GÜVENLİK GARANTİLERİ NEDEN ÖNEMLİ BİR TIKANMA NOKTASI
Toprak üzerinde egemenlik elbette sembolik olarak en önemli mesele, ama yukarıda da bahsettik ABD Münih vari bir anlaşmayı kabul etmeye yakın, Avrupalılar da konuya çok itiraz edemiyorlar. Ukrayna da topraklarını bugün sürdürdüğü savaşla geri alamıyor. Yani zaten defacto Ukrayna bölünmüş durumda. Bu statüko -evet Rusların kazancı- ama bunu bozacak güç ve kararlılık da Batı cephesinde yok. Kimse Rusya ile doğrudan askeri kapışmanın maliyetine katlanmak istemiyor. Bu nedenle savaş işte böyle gidebildiği yere kadar sürsün demek de çok anlamlı değil.
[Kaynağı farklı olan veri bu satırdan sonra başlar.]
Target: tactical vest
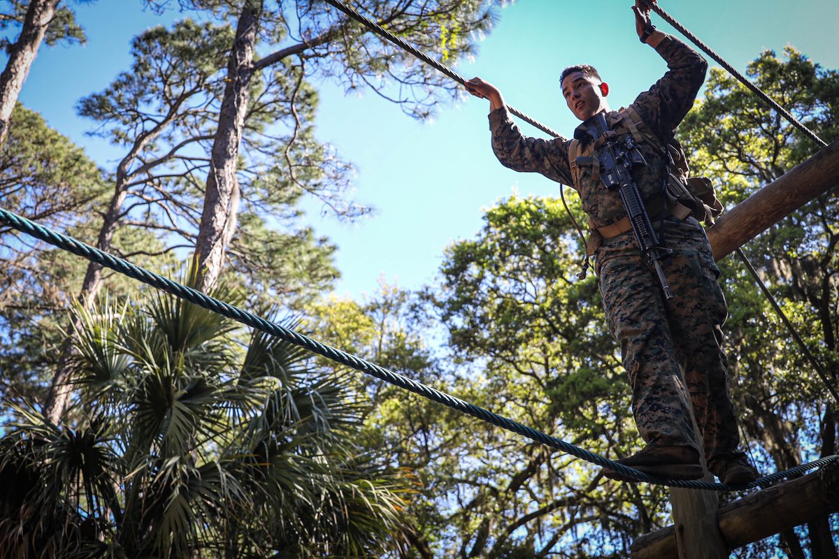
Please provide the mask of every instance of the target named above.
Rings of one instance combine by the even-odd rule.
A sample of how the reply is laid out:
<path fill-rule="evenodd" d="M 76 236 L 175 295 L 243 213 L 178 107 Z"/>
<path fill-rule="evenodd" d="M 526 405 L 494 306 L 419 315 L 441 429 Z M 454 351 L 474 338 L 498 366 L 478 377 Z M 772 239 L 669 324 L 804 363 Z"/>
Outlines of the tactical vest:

Avrupalılar bu sürüncemede savaşı uzatma taktiğini aslında Ruslar bir hata yapar ve ABD pozisyon değiştir diye de arzu ediyorlar. Çıkmadık candan umut kesilmez nihayetinde. Bu yüzden asıl sorun, Ukrayna'nın toprak kaybından ziyade gerçek bir barış anlaşması olursa bu anlaşmanın çizeceği sınırın ve anlaşmanın özünün ne kadar istikrarlı olacağı meselesi. Güçlü ve güvenilir güvenlik garantileri istikrarı güvence altına alabilir. Aksi bir durumda Ukrayna-Rusya barışı bir tür soğuk barış ya da dondurulmuş sorun olacağından bir gün taraflar birbirlerine yeniden saldırabilirler. Saldırmazlık sözlerinin güvenilme olduğunu hem Moskova hem de Kiev biliyor. Moskova'nın 1990'ların başında Budapeşte Memorandumunda verdiği saldırmama garantisi pek bir işe yaramadı, gelecekte de benzer sözler (negatif teminatlar) çok işe yarayacak görünmüyor. Öte yandan Kremlin de Kiev'e güvenemez çünkü Kiev'i bir aktör olarak değil Batı'nın bir piyonu olarak görüyor. Ukrayna savaşı bir vekalet ya da yarı vekalet savaşıydı gerçekten.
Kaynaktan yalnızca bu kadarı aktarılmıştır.